Abigail Williams - "In The Absence Of Light" (CD)
"In The Absence Of Light" track listing:
1. Hope The Great Betrayal (6:44)
2. Final Destiny Of The Gods (8:15)
3. The Mysteries That Bind The Flesh (6:51)
4. Infernal Divide (4:59)
5. In Death Comes The Great Silence (6:17)
6. What Hells Await Me (4:47)
7. An Echo In Our Legends (4:59)
8. Malediction (7:01)
Reviewed by xFiruath on September 18, 2010
Abigail Williams can’t seem to sit still long enough to nail down a specific sound, which is both a good and bad thing. Whether it’s cycling through 16 or so band members, briefly calling it quits and getting back together, or heading out on tour, the band just can’t peg a specific spot on the genre scale. The deathcore tones that annoyed all the black metal fans from the band’s earliest demo have been mercilessly eradicated, but so too has the non-stop aggression from the first full-length album “In The Shadow of a Thousand Suns” (reviewed here).

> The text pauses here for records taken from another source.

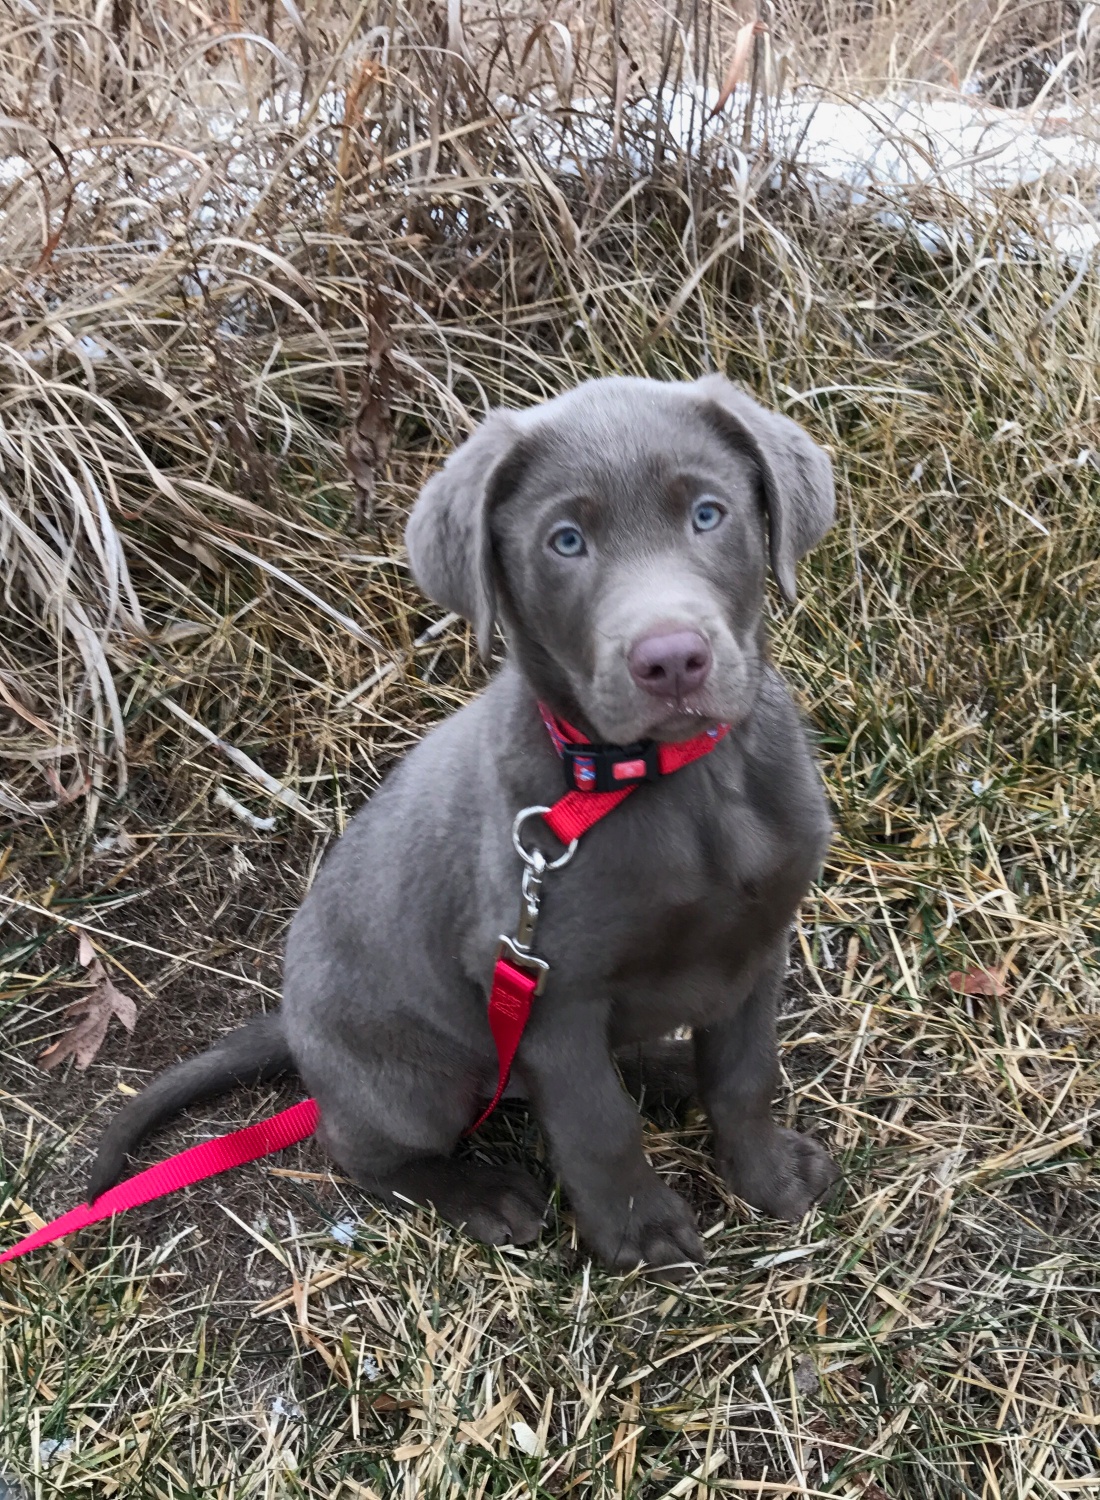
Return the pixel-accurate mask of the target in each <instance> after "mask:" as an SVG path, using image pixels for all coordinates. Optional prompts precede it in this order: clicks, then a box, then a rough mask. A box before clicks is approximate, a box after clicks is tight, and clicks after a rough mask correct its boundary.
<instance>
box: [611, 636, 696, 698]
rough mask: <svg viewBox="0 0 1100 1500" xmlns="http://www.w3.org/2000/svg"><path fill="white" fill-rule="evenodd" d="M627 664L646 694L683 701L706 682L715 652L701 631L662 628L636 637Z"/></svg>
mask: <svg viewBox="0 0 1100 1500" xmlns="http://www.w3.org/2000/svg"><path fill="white" fill-rule="evenodd" d="M627 664H629V667H630V676H632V678H633V679H635V682H636V684H638V687H641V688H642V691H644V693H651V694H653V697H662V699H666V700H671V702H677V703H681V702H683V700H684V699H686V697H687V696H689V694H690V693H698V691H699V688H701V687H702V685H704V684H705V681H707V678H708V676H710V669H711V664H713V654H711V649H710V642H708V640H707V637H705V636H702V634H699V631H698V630H659V631H651V633H650V634H645V636H642V637H641V639H638V640H635V643H633V645H632V646H630V651H629V655H627Z"/></svg>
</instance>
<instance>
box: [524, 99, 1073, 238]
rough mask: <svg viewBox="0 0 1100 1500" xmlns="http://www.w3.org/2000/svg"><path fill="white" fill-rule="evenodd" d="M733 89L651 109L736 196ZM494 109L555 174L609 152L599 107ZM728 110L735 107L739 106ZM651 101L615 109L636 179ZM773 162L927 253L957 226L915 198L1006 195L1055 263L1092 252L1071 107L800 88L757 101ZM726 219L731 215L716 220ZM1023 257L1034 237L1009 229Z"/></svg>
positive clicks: (820, 198) (737, 115) (984, 208)
mask: <svg viewBox="0 0 1100 1500" xmlns="http://www.w3.org/2000/svg"><path fill="white" fill-rule="evenodd" d="M746 102H747V92H746V86H740V87H738V90H735V93H734V96H732V99H731V102H729V104H728V105H726V107H725V108H723V111H722V113H720V114H714V105H716V104H717V95H716V93H714V92H713V90H701V89H689V87H684V89H680V90H677V92H675V93H674V95H671V96H666V98H665V99H663V101H662V111H660V130H662V133H663V136H665V138H666V139H668V141H669V144H671V145H672V147H674V148H678V150H681V151H684V153H687V154H695V156H698V154H699V153H702V151H704V150H705V153H707V154H708V157H710V160H711V162H713V163H714V166H717V168H720V169H722V171H725V172H729V174H731V175H732V178H734V180H732V184H728V186H726V189H725V190H728V192H729V193H731V195H732V196H734V198H737V199H743V198H744V195H746V192H747V184H749V162H747V157H746V153H744V151H743V150H741V147H740V144H735V141H734V136H735V135H737V138H738V139H740V130H741V110H743V107H744V105H746ZM497 105H498V110H500V111H501V114H504V115H506V117H507V118H509V120H510V126H512V130H513V133H515V136H516V139H519V141H521V142H522V144H525V145H527V147H528V148H533V150H536V151H537V153H539V154H540V156H542V157H543V160H545V162H546V163H548V165H551V166H552V168H555V169H557V171H563V172H569V174H581V171H582V169H590V168H594V166H597V165H599V162H600V160H602V159H605V157H606V156H608V153H609V151H611V148H612V130H611V121H609V114H611V111H609V108H608V105H606V102H600V101H596V99H582V101H578V102H575V105H573V107H572V110H569V111H564V113H563V111H558V110H554V108H552V107H551V105H546V107H545V108H542V110H540V108H531V107H525V108H521V107H519V105H516V104H515V101H512V99H507V98H504V96H503V98H501V99H498V101H497ZM738 107H741V110H738ZM657 126H659V121H657V108H656V104H654V101H653V99H642V101H636V102H632V104H629V105H626V107H624V108H623V129H621V141H620V145H618V148H620V153H621V156H623V159H624V160H626V162H627V163H629V165H630V166H632V168H633V169H636V171H645V169H647V165H648V159H650V156H651V150H653V142H654V141H656V135H657ZM764 130H767V142H768V147H770V150H771V154H773V156H774V159H776V162H782V163H792V165H795V166H797V168H800V169H801V172H803V175H804V178H806V180H809V181H810V183H812V184H813V186H815V187H816V190H818V196H819V199H822V201H827V199H828V195H830V192H840V190H843V193H845V195H846V196H848V199H849V201H854V202H873V204H875V205H882V207H881V208H878V213H876V217H878V219H879V222H882V223H884V225H887V226H891V228H897V229H900V231H902V233H906V234H909V236H912V237H914V239H915V240H917V242H918V243H920V245H921V246H924V249H927V251H929V252H932V254H941V252H944V251H950V249H951V246H953V243H957V242H959V240H963V242H965V240H968V239H969V237H971V236H969V231H968V229H966V226H965V225H947V223H942V222H939V220H936V219H933V217H929V216H927V214H914V213H909V211H906V210H908V204H909V198H911V195H912V193H914V192H915V190H920V189H930V190H938V192H942V193H944V195H945V196H948V198H954V199H956V202H959V204H960V205H962V207H963V208H969V210H971V211H980V213H986V211H995V210H998V208H999V207H1001V204H1002V202H1004V199H1005V198H1007V196H1008V195H1013V193H1020V192H1022V190H1031V196H1032V199H1034V198H1035V196H1037V195H1038V193H1040V192H1041V195H1043V196H1041V199H1038V202H1032V204H1031V208H1032V211H1037V216H1038V219H1040V222H1041V225H1043V231H1044V237H1046V243H1047V245H1049V248H1050V249H1053V251H1055V254H1056V255H1059V257H1061V258H1062V260H1064V261H1065V263H1068V264H1076V266H1080V264H1086V263H1088V261H1089V260H1091V258H1092V257H1094V254H1095V251H1097V246H1098V245H1100V223H1098V219H1100V136H1098V135H1097V133H1095V130H1094V129H1091V126H1089V121H1088V118H1086V117H1085V114H1083V111H1079V110H1076V108H1074V107H1065V108H1059V110H1058V111H1053V110H1052V111H1050V113H1047V114H1044V115H1035V114H1031V113H1029V111H1023V110H1020V111H1016V110H998V108H993V107H992V105H987V104H983V102H981V101H980V99H977V98H975V95H974V92H972V89H968V90H966V92H965V93H963V95H959V96H956V98H941V99H915V98H881V99H849V101H840V99H834V98H827V96H825V95H822V93H816V92H813V90H798V92H794V93H786V95H783V96H780V98H779V99H768V101H767V108H762V107H759V105H758V113H756V117H755V121H753V135H755V144H756V147H758V145H759V144H761V139H762V132H764ZM728 222H732V214H731V216H729V217H728ZM1017 242H1019V245H1020V246H1022V248H1029V249H1032V251H1034V249H1035V242H1034V239H1031V237H1029V236H1028V234H1026V233H1023V231H1020V233H1019V236H1017Z"/></svg>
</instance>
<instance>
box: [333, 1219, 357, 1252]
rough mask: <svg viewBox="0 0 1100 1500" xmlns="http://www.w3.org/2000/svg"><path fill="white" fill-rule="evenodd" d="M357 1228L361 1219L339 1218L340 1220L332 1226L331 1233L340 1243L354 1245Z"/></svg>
mask: <svg viewBox="0 0 1100 1500" xmlns="http://www.w3.org/2000/svg"><path fill="white" fill-rule="evenodd" d="M357 1229H359V1220H353V1218H347V1220H338V1223H336V1224H333V1226H332V1229H330V1230H329V1233H330V1235H332V1238H333V1239H335V1241H336V1244H338V1245H354V1242H356V1230H357Z"/></svg>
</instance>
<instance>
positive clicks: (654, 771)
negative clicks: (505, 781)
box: [539, 703, 729, 843]
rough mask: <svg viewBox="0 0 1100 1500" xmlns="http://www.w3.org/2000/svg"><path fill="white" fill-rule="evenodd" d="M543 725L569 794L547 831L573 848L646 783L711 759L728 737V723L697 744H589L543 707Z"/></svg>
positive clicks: (706, 733) (710, 731) (543, 814)
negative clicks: (555, 755)
mask: <svg viewBox="0 0 1100 1500" xmlns="http://www.w3.org/2000/svg"><path fill="white" fill-rule="evenodd" d="M539 712H540V714H542V721H543V723H545V724H546V733H548V735H549V736H551V742H552V744H554V748H555V750H557V751H558V754H560V756H561V763H563V766H564V772H566V786H567V787H569V790H567V792H566V795H564V796H563V798H561V799H560V801H558V802H555V804H554V807H551V808H549V811H548V813H543V817H545V820H546V823H548V826H549V828H551V829H552V832H555V834H557V835H558V838H561V841H563V843H570V841H572V840H573V838H579V835H581V834H582V832H587V831H588V828H591V826H593V823H597V822H599V820H600V817H605V816H606V814H608V813H609V811H611V808H612V807H617V805H618V804H620V802H621V801H623V799H624V798H626V796H629V795H630V792H633V789H635V787H636V786H641V784H642V781H656V780H657V777H660V775H671V774H672V772H674V771H680V769H681V768H683V766H686V765H690V763H692V760H698V759H699V757H701V756H704V754H710V751H711V750H714V748H716V747H717V745H719V744H720V742H722V741H723V739H725V736H726V735H728V733H729V724H717V726H716V727H714V729H707V730H705V732H704V733H701V735H695V738H693V739H680V741H677V742H675V744H660V742H657V741H656V739H639V741H638V742H636V744H632V745H605V744H590V742H588V741H587V739H585V738H584V735H582V733H581V732H579V729H573V726H572V724H569V723H566V720H564V718H558V717H557V714H552V712H551V709H549V708H546V705H545V703H539Z"/></svg>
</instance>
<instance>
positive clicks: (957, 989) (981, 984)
mask: <svg viewBox="0 0 1100 1500" xmlns="http://www.w3.org/2000/svg"><path fill="white" fill-rule="evenodd" d="M947 983H948V984H950V986H951V989H953V990H954V993H956V995H995V996H999V995H1004V980H1002V978H1001V975H999V974H993V972H992V969H981V968H978V966H977V965H972V966H971V968H968V969H953V971H951V972H950V974H948V975H947Z"/></svg>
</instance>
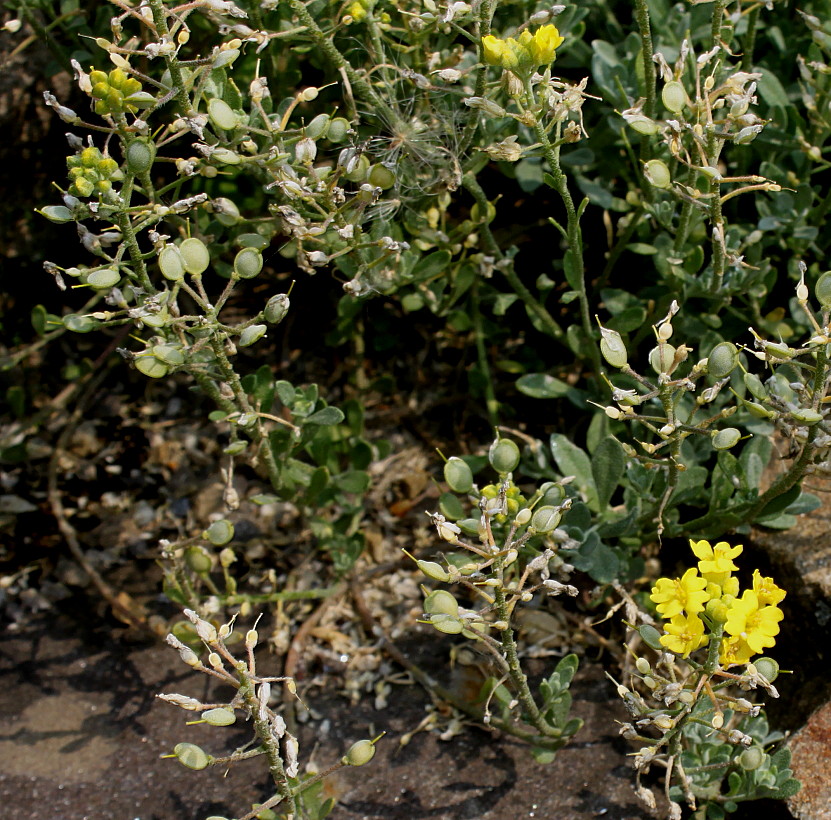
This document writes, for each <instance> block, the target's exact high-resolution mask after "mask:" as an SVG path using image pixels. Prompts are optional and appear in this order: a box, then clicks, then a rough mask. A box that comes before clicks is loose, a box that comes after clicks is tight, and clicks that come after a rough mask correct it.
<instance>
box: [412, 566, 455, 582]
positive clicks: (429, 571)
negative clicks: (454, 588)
mask: <svg viewBox="0 0 831 820" xmlns="http://www.w3.org/2000/svg"><path fill="white" fill-rule="evenodd" d="M416 566H417V567H418V568H419V569H420V570H421V571H422V572H423V573H424V574H425V575H426V576H427V577H428V578H432V579H433V580H434V581H449V580H450V575H449V573H448V572H447V570H446V569H445V568H444V567H443V566H442V565H441V564H437V563H436V562H435V561H416Z"/></svg>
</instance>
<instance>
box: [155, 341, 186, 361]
mask: <svg viewBox="0 0 831 820" xmlns="http://www.w3.org/2000/svg"><path fill="white" fill-rule="evenodd" d="M152 350H153V355H154V356H155V357H156V358H157V359H158V360H159V361H162V362H164V363H165V364H169V365H171V366H172V367H178V366H179V365H180V364H184V362H185V354H184V353H183V352H182V348H181V346H180V345H179V343H178V342H177V343H175V344H163V345H153V348H152Z"/></svg>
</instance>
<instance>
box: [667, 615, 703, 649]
mask: <svg viewBox="0 0 831 820" xmlns="http://www.w3.org/2000/svg"><path fill="white" fill-rule="evenodd" d="M664 630H665V632H666V634H665V635H662V636H661V645H662V646H665V647H666V648H667V649H668V650H669V651H670V652H674V653H675V654H676V655H681V656H682V657H684V658H686V657H689V654H690V652H694V651H695V650H696V649H698V648H699V647H702V646H704V644H706V643H707V636H706V635H705V634H704V622H703V621H702V620H701V618H699V617H698V615H676V616H675V617H674V618H673V619H672V620H671V621H670V622H669V623H668V624H664Z"/></svg>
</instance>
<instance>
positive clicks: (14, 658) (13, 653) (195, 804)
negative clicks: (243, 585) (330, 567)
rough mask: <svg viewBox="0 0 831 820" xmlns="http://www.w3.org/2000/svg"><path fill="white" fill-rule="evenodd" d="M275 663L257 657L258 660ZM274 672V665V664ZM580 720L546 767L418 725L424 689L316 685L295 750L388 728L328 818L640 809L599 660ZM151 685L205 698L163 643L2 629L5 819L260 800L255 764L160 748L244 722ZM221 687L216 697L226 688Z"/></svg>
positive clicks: (583, 670)
mask: <svg viewBox="0 0 831 820" xmlns="http://www.w3.org/2000/svg"><path fill="white" fill-rule="evenodd" d="M275 665H276V659H274V658H269V657H268V656H266V657H265V658H263V659H262V663H261V669H262V670H265V669H270V668H272V667H274V666H275ZM272 671H273V670H272ZM572 691H573V694H574V698H575V707H574V711H575V712H576V714H578V715H580V716H581V717H583V718H584V720H585V721H586V725H585V727H584V729H583V730H582V731H581V733H580V734H579V735H578V736H577V738H576V739H575V740H574V741H573V742H572V744H571V745H569V746H568V747H566V748H565V749H563V750H562V751H561V752H560V753H559V754H558V756H557V758H556V760H555V761H554V763H553V764H550V765H548V766H540V765H537V764H536V763H534V762H533V759H532V758H531V757H530V755H529V754H528V750H527V749H526V748H525V747H524V746H522V745H521V744H519V743H517V742H514V741H513V740H511V739H505V738H502V739H497V738H494V737H492V736H491V735H490V734H488V733H486V732H485V731H483V730H481V729H478V728H475V727H466V728H465V729H464V730H463V731H462V733H461V734H459V735H458V736H456V737H453V738H452V739H451V740H449V741H442V740H441V739H439V737H438V736H437V735H435V734H428V733H424V732H421V733H418V734H416V735H415V736H414V737H413V738H412V740H411V741H410V743H409V744H407V745H406V746H401V744H400V743H399V739H400V737H401V735H402V734H403V733H405V732H409V731H412V730H413V729H414V728H415V727H416V726H417V725H418V723H419V722H420V721H421V720H422V719H423V718H424V717H425V708H426V704H427V700H426V697H425V695H424V693H423V692H422V691H421V689H419V688H418V687H414V686H399V687H395V688H394V689H393V691H392V693H391V694H390V696H389V705H388V706H387V707H386V708H385V709H383V710H376V709H375V708H374V707H373V704H372V697H371V696H368V697H367V698H366V701H365V702H361V703H360V704H358V705H357V706H355V707H351V706H350V705H349V703H348V702H347V701H346V700H345V699H343V698H342V697H338V696H337V695H334V694H331V693H328V692H327V693H323V692H321V690H319V689H313V690H312V691H310V692H309V693H308V694H307V695H306V696H305V697H306V698H307V699H308V700H309V703H310V705H311V706H312V708H313V709H314V710H315V713H316V714H315V718H314V720H312V721H309V722H307V723H305V724H303V725H301V727H300V738H301V759H302V760H305V759H306V758H305V755H307V754H308V753H309V752H310V751H311V750H312V749H313V748H314V747H315V745H316V743H318V742H319V747H318V751H317V762H318V765H319V766H321V767H323V766H326V765H328V764H330V763H332V762H334V760H336V759H337V757H338V756H339V755H340V754H341V753H342V752H343V751H344V750H345V749H346V748H348V746H349V745H350V744H351V743H352V742H354V741H355V740H358V739H360V738H363V737H374V736H375V735H377V734H379V733H380V732H381V731H383V730H386V731H387V737H386V738H385V739H384V740H383V741H382V742H381V743H379V746H378V753H377V755H376V757H375V759H374V760H373V761H372V762H371V763H370V764H369V765H367V766H366V767H364V768H361V769H343V770H341V771H340V772H338V773H337V775H336V776H335V777H334V778H332V780H331V782H329V783H328V784H327V789H329V790H330V792H331V793H332V794H333V795H335V796H337V798H338V801H339V802H338V805H337V807H336V808H335V810H334V812H333V813H332V815H330V817H331V818H332V820H358V819H360V820H375V819H376V818H379V819H380V818H383V820H421V818H425V820H426V818H430V819H431V820H465V819H466V818H470V820H474V818H475V819H476V820H517V818H523V817H527V818H532V817H535V818H548V820H588V818H594V817H603V818H605V819H606V820H640V819H641V818H646V817H647V816H648V815H647V814H646V812H645V811H644V810H643V809H642V808H641V806H640V805H639V804H638V802H637V801H636V799H635V797H634V795H633V794H632V789H631V782H632V779H631V765H630V762H629V759H628V758H627V757H626V754H627V753H628V752H629V751H631V750H630V749H629V748H628V747H627V745H626V744H625V743H624V742H623V741H622V740H621V739H620V738H619V737H618V735H617V725H616V724H615V722H614V721H615V718H617V719H622V718H623V713H622V710H621V709H620V707H619V705H618V703H617V702H616V699H615V695H614V692H613V690H612V687H611V686H610V685H609V684H608V682H607V681H606V680H605V679H604V678H603V675H602V669H601V667H600V666H598V665H595V664H591V663H589V662H584V669H582V670H581V672H580V673H579V674H578V677H577V678H576V679H575V682H574V684H573V686H572ZM157 692H178V693H180V694H185V695H190V696H195V697H200V698H202V699H206V698H207V693H206V690H205V685H204V682H203V679H202V676H197V675H193V674H191V673H190V672H189V670H187V669H186V668H185V667H184V665H183V664H182V663H181V662H180V661H179V659H178V656H177V655H176V653H175V652H173V651H172V650H170V649H169V648H168V647H165V646H151V647H147V646H134V647H130V646H125V645H124V644H120V643H116V642H114V641H112V640H111V637H110V635H109V633H108V632H107V631H106V630H103V629H99V628H95V629H92V628H90V629H85V628H83V627H82V626H79V625H78V624H77V623H74V622H72V621H69V620H67V619H66V618H65V617H55V616H49V617H48V618H47V617H40V618H38V619H33V620H32V622H30V623H28V624H27V625H26V626H25V627H23V628H22V629H21V631H20V632H19V633H17V634H12V633H9V632H6V633H5V635H4V636H3V638H2V640H0V806H2V809H0V816H2V818H3V820H43V818H44V817H46V816H48V817H50V818H51V817H54V818H72V820H133V819H134V818H136V819H137V820H204V818H205V817H207V816H208V815H211V814H219V815H223V816H226V817H239V816H240V815H241V814H242V813H243V812H244V810H245V809H246V807H247V806H250V804H251V802H253V801H260V800H263V799H264V798H265V797H267V796H268V795H269V794H270V792H269V790H268V783H267V777H264V771H263V768H262V766H261V765H260V762H259V761H257V760H250V761H244V762H242V763H239V764H237V765H235V766H232V767H231V768H230V769H229V770H228V771H227V773H226V772H225V771H218V770H206V771H203V772H193V771H189V770H187V769H185V768H183V767H182V766H181V765H179V764H178V763H177V762H176V761H173V760H160V759H159V758H160V755H162V754H164V753H167V752H169V751H170V750H171V749H172V747H173V745H174V744H176V743H178V742H180V741H189V742H195V743H198V744H201V745H203V746H204V748H205V749H206V750H208V751H213V752H216V753H223V752H227V751H230V750H232V749H233V748H235V747H236V746H238V745H241V744H243V743H244V742H246V741H247V740H248V738H249V733H248V728H247V727H246V726H245V725H243V726H239V727H237V726H235V727H229V728H225V729H222V728H216V727H209V726H206V725H199V726H186V725H185V722H186V720H187V719H188V715H187V714H186V713H185V712H183V711H181V710H179V709H176V708H175V707H173V706H170V705H169V704H166V703H163V702H161V701H158V700H157V699H155V698H154V694H155V693H157ZM221 696H222V693H221V692H219V693H214V697H216V698H221Z"/></svg>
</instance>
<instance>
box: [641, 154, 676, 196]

The latest release, “In The Absence of Light,” settles for a more mid-paced affair that is significantly more restrained and frequently comes off as Dimmu Borgir or Cradle of Filth worship. It’s hard to say whether that’s maturation, or the band is just suffering identity crisis and decided to emulate the European acts when other ideas ran dry. There are times when vocalist Sorceron does a nearly perfect Dani Filth impression, and the guitar work frequently makes one wonder if a Dimmu track got snuck in by mistake.
The opening song is one of the few instances where the symphonic and atmospheric elements make a significant appearance, as they have been toned down significantly from earlier Abigail Williams. To make up for the symphonic shift, the music uses frequent tempo changes and even throws in a few mainstream elements that almost take certain songs into “black ‘n roll” territory. The random rock-themed backing guitar solos are the main drag away from European black metal, giving the music some needed depth and variation.
While “In The Shadow of a Thousand Suns” moved at a blistering pace and shredded apart anything in its path, “In the Absence of Light” is more slow moving and introspective. Rather than hitting that sweet spot where the music drags a listener in and takes them along, it instead ends up in a place where it’s all too easy to accidentally zone out and suddenly realize several songs have passed by.
“In the Absence of Light” is yet another turning point for Abigail Williams, and whether the fans accept it will depend on how much they dig a more European style of melodic black metal. Some of the best aspects from the last album, like the frantic screams, relentless pace, and infrequent clean vocals, have all been scrubbed clean and cast aside. It’s not a total wash though, as the album is still a solid and professional sounding piece of black metal that’s worth checking out.
Highs: Proffesional and polished sound, some interesting "black 'n roll" elements.
Lows: Frequently sounds too much like Dimmu Borgir, and the album is easy to accidentaly tune out.
Bottom line: Less aggressive and unique than the last album, but still worth it for fans of European style melodic black metal.